Here's the gospel foundation underneath all of it: God is a generous Father who delights to give you the kingdom. This isn't a reluctant God who needs convincing. This is a Father whose good pleasure is your provision. Because that's true, you can stop white-knuckling your way through life and start living with open hands. The indicative fuels the imperative, because he gives, you can let go.delights
WE
Imagine what it would look like if this church if we actually lived this way. Not perfectly, not without struggle, but as a community that is learning together to hold things loosely and trust God deeply. A church where people aren't grasping for more, aren't keeping score, aren't quietly competing over who has what, but instead are marked by generosity, contentment, and a strange kind of peace that doesn't make sense to the world around us.
That kind of community is a witness that the world doesn't have an answer for. You can argue with someone's theology. You can debate someone's doctrine. But it's hard to argue with a group of people who are genuinely free from the anxiety that everyone else is drowning in. When people see a church that gives freely, that doesn't panic when times get tight, that takes care of each other without keeping a ledger — that gets attention. That raises questions. That opens doors for the gospel.
The people around us; our neighbors, our coworkers, the folks we run into at the gas station and the grocery store here in Ellsworth, many of them are buried under worry. Worry about bills, about retirement, about whether they'll have enough. They're chasing security in things that moth and rust destroy and thieves break in and steal. The culture keeps telling them that the answer is more; more money, more savings, more control, and it never delivers. The anxiety just grows.
But we know something they don't. We know a Father whose good pleasure is to give us the kingdom. We have access to a security that no market crash can touch, no layoff can threaten, no recession can erode. And that's not something we keep to ourselves; that's something we get to show. We get to show this community that there is a different way to live. A way where worry is abandoned because we belong to a Father who has figured it out, who holds our future, and who delights to provide.

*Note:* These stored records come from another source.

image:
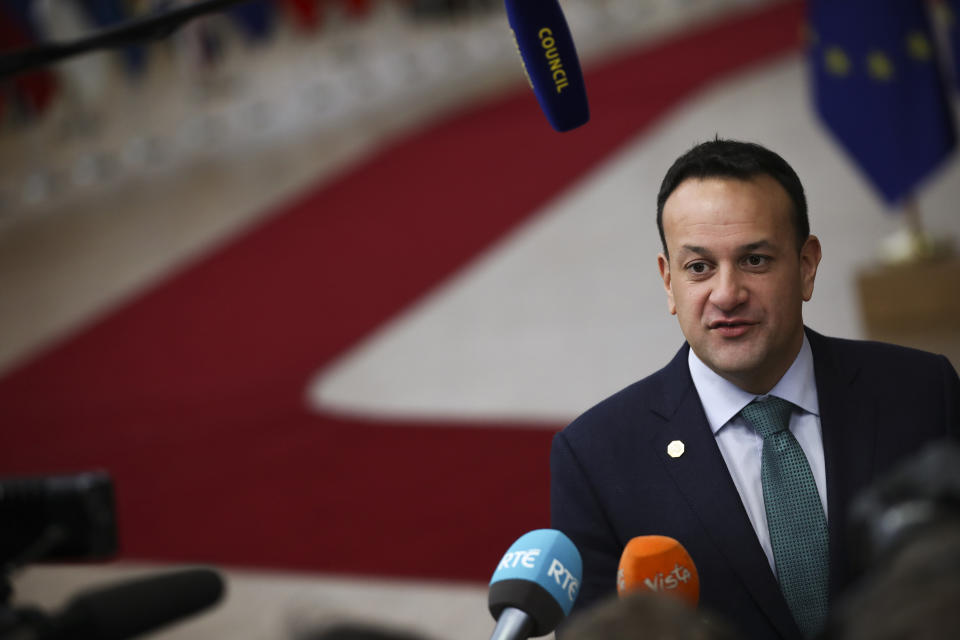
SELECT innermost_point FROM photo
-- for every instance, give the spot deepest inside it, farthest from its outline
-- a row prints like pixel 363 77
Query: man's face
pixel 734 278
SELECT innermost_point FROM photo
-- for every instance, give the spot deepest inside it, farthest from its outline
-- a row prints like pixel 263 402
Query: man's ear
pixel 664 265
pixel 809 260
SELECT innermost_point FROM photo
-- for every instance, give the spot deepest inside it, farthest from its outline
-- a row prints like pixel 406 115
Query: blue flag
pixel 952 11
pixel 878 86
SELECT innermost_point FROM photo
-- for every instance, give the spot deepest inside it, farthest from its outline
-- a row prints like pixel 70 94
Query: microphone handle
pixel 513 624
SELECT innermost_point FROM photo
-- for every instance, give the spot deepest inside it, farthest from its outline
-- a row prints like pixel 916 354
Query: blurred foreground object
pixel 907 528
pixel 642 614
pixel 56 517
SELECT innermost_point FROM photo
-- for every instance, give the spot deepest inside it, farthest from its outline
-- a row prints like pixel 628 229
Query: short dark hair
pixel 739 160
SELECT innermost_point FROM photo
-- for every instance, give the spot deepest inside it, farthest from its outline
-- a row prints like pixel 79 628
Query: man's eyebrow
pixel 692 248
pixel 747 248
pixel 760 244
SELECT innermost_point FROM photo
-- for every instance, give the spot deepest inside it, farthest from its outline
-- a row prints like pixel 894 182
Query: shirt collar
pixel 722 400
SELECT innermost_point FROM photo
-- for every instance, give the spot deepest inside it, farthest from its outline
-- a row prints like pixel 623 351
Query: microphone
pixel 535 585
pixel 550 61
pixel 659 564
pixel 131 608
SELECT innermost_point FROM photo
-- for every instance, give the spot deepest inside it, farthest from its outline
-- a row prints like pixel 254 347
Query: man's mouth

This isn't about pretending we never struggle. It's about struggling differently. It's about being honest when we're afraid and then pointing each other back to the God who feeds the ravens and clothes the wildflowers. It's about being the kind of church where someone can say "I'm worried" and instead of getting a lecture, they get surrounded by people who say "We know. Us too. But let us remind you who your Father is." That's the mission. That's what it looks like when the kingdom breaks into Ellsworth.